Insurance Bonds for LPs:
Creation of Insurance Bonds:
Osmosis can create a new financial instrument called "insurance bonds" specifically designed to protect LPs against IL, and widen the use case for osmosis native token.
Insurance Coverage and Premiums:
LPs have the option to purchase these insurance bonds, which provide coverage against potential IL. To obtain coverage, LPs pay a premium, which can be a one-time fee or periodic payments. Lp providers can choose to cash the bond to cover cost on IL, or if bond is unused can redeem bond as a value defined in smart contract.
Insurance Bond Pools
User may deposit osmosis token inside the pool to cover claims on the IL from users. A user must be staked inside the pool for a minimum of 14 days before rewards are paid to the user. Tokens may be locked for tier number of days. Like inside the Lps. Each pool will have an epoch of seven days (168 hours) where as the amount of premiums collected minus Insurance bond paid equals the reward distribution.
Reward distribution
Once an epoch has expired the total insurance bond paid is subtracted from the amount of premiums paid and is divided between users. An .02 fee is collected on every epoch to be staked inside the pool itself to be used in emergency situations of extreme volatility. (Controlled by governance)
Risk Assessment:
The platform assesses the risk associated with the liquidity pool in which the LP participates. The premium amount is determined based on the perceived risk of IL.
Coverage Period:
The insurance bond comes with a specific coverage period, which may vary based on the premium paid, amount in LP, or other factors. This period typically aligns with the LP's liquidity provision timeframe.
Compensation Mechanism:
If an LP experiences IL during the coverage period, they can make a claim on their insurance bond. The insurance pool, funded by premiums from multiple LPs and/or bonds created to fund is used to compensate the claimant. Coverage doesn't have to be 100 percent. A LP can chose an amount based on USD. Bond covers amount can vary.
Claim Verification:
Claims are subject to verification to ensure that IL has indeed occurred according to the predefined criteria. Once IL is greater than 50 percent of total LP staked a user can choose to claim the insurance bond.

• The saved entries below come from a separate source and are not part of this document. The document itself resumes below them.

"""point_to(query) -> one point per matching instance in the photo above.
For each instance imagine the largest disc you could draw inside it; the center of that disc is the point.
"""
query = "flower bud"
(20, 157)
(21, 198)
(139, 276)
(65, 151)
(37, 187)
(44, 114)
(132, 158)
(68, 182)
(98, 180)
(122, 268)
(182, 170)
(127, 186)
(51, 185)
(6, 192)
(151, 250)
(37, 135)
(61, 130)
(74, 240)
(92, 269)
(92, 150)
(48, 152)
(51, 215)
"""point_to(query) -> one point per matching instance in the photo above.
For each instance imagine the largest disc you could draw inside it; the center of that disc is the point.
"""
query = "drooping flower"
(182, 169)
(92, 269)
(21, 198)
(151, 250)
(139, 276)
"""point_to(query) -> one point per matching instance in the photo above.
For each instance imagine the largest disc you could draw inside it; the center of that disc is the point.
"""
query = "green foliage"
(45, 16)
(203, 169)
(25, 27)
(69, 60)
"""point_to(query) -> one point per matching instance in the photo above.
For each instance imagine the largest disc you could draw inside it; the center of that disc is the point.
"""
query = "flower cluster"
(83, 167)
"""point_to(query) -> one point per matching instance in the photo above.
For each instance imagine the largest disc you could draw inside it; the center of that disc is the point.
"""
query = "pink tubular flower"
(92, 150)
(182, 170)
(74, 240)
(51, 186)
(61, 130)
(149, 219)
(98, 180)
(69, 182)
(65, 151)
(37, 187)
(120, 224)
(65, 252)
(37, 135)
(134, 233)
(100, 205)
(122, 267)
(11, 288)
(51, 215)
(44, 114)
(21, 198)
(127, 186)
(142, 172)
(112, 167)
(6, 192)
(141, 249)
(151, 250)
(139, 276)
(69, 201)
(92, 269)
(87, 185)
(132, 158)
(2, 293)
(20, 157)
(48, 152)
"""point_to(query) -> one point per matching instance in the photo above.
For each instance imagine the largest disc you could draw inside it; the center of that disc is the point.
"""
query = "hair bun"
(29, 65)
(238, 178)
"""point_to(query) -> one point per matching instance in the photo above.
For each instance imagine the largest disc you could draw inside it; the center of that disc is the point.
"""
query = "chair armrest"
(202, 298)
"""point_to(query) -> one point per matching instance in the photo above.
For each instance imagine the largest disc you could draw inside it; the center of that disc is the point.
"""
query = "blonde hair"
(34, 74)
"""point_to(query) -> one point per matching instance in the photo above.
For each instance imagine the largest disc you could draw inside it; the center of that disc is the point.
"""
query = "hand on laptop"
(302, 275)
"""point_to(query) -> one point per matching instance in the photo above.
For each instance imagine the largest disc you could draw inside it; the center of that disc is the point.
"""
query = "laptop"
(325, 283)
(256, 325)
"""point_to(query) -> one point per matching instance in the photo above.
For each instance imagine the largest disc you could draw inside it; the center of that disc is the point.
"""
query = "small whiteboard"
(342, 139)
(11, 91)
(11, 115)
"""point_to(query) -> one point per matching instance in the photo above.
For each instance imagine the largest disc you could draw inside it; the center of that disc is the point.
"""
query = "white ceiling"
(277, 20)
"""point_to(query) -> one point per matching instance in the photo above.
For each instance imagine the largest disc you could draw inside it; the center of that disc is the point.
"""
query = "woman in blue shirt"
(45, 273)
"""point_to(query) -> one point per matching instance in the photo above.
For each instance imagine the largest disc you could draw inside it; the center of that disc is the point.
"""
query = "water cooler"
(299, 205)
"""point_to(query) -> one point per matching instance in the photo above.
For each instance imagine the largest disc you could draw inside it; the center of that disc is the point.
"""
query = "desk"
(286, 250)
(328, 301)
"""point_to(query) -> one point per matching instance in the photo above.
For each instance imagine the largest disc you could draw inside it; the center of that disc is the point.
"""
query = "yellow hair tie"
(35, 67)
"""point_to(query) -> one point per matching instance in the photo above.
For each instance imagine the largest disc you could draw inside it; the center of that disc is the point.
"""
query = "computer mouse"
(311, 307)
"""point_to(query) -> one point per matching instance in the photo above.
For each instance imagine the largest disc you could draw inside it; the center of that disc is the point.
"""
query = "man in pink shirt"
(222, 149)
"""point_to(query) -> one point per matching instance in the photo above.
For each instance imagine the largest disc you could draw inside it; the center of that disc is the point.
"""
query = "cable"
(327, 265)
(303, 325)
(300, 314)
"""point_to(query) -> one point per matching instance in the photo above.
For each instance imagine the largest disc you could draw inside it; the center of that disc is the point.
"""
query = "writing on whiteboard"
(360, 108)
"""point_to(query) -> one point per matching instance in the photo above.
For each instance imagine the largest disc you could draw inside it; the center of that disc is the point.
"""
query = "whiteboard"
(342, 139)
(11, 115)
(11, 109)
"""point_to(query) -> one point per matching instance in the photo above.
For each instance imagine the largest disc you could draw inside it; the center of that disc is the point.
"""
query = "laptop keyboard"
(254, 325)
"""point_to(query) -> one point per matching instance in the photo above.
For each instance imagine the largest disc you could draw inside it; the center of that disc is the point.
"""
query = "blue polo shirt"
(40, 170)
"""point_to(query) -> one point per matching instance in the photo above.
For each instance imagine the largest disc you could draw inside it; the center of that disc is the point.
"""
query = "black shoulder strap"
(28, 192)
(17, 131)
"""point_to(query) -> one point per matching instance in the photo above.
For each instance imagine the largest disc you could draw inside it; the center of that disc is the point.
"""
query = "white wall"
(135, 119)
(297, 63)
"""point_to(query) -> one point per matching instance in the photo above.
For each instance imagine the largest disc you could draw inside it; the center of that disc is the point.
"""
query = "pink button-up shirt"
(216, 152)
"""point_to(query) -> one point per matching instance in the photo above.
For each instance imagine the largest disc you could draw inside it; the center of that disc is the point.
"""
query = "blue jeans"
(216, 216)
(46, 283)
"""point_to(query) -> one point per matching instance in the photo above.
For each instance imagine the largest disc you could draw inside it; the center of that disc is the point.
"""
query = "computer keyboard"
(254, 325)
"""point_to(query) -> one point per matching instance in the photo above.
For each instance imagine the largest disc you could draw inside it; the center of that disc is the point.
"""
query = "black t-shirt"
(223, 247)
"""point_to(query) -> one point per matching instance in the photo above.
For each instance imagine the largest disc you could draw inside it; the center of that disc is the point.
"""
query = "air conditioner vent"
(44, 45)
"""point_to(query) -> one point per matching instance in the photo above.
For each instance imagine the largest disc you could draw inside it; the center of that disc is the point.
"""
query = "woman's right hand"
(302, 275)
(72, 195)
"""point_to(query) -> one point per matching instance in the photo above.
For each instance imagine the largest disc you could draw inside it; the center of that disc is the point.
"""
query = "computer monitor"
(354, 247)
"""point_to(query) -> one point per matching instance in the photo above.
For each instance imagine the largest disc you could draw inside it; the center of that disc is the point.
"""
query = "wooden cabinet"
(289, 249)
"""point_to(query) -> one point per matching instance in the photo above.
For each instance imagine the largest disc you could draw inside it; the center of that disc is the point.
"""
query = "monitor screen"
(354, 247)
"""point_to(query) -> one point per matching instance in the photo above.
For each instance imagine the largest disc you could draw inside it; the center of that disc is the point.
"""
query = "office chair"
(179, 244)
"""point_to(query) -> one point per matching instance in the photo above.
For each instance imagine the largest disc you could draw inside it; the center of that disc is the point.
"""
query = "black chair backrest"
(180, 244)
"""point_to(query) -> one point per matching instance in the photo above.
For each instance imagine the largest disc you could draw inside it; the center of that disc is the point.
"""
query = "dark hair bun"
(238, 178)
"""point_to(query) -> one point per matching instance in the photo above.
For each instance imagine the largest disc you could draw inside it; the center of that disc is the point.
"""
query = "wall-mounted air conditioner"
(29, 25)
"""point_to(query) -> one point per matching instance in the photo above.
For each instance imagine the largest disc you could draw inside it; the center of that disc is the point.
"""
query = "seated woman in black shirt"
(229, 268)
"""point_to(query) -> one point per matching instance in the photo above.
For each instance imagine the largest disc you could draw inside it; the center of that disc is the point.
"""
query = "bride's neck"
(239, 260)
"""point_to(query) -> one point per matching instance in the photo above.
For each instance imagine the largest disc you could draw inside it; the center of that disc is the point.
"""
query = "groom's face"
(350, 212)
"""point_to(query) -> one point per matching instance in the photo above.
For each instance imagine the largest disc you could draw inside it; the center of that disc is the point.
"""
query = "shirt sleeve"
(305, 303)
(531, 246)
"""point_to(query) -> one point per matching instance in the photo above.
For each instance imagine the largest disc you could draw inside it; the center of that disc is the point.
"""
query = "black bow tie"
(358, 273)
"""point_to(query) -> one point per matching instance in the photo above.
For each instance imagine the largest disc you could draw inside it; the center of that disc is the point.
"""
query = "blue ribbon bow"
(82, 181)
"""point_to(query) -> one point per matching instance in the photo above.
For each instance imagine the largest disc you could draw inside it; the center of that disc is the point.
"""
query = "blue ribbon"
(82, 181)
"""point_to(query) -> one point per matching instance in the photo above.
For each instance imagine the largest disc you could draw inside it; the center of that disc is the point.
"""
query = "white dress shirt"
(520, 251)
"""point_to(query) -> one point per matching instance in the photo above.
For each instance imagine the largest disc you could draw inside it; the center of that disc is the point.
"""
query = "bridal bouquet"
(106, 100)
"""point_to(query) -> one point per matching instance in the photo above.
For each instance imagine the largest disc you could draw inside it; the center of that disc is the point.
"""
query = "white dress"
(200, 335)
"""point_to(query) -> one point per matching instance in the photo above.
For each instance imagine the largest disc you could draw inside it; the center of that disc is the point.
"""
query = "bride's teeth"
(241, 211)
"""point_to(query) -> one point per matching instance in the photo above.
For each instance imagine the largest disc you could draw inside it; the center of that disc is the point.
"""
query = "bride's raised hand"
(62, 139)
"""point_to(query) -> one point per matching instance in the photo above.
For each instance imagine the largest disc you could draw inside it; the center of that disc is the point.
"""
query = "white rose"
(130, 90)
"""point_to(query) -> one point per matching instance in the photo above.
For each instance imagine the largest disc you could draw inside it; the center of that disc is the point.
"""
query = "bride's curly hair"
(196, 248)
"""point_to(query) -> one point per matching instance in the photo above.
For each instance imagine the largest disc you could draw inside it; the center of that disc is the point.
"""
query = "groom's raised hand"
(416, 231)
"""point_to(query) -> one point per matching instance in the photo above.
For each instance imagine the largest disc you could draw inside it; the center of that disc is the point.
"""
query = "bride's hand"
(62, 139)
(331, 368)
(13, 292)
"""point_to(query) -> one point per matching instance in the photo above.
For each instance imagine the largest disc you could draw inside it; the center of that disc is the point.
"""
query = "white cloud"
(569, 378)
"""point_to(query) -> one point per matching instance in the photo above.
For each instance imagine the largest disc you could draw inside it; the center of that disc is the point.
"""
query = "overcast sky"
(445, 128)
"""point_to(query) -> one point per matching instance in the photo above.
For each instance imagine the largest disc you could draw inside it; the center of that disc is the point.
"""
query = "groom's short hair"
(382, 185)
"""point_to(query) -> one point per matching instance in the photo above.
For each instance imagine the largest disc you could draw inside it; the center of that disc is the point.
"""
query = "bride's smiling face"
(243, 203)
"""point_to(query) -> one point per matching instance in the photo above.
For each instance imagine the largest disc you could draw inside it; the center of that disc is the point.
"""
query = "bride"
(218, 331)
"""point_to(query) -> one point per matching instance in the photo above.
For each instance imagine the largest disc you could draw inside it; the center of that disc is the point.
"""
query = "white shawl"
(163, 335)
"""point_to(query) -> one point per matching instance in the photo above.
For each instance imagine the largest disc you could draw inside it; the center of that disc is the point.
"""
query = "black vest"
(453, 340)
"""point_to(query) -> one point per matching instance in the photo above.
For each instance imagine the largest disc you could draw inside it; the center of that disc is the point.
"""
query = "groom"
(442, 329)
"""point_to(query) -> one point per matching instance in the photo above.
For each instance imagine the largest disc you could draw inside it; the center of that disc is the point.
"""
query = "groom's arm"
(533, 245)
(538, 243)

Compensation Distribution:
Once a claim is approved, the LP receives compensation in the form of additional assets or tokens, helping them recover some or all of their IL losses can send to osmosis address that sign the contract or deposited inside the LP and an new insurance bond can be created. If desired.
Benefits and Considerations:
Risk Mitigation: LPs can protect themselves from potential IL, reducing the fear of providing liquidity during volatile market conditions.
Incentivizing Liquidity Provision: The availability of insurance bonds may encourage more LPs to participate in liquidity provision, enhancing liquidity and depth in pools.
More use case for the native token osmosis. By creating an new pool for user to fund drives the desire to purchase more osmosis token to stake inside the insurance bond pools. Creating more use case.
Risk Pooling: The insurance pool, funded by LP premiums, spreads the risk across the LP community, making it more manageable for individual LPs.
Premium Costs: LPs should consider the cost of insurance premiums when evaluating their overall returns from liquidity provision.
This is a rough draft. Please feel free to comment and let me know if this is possible. Blue Collar Crypto is dedicated bringing use cases to crypto and want to help bring ideas to builder.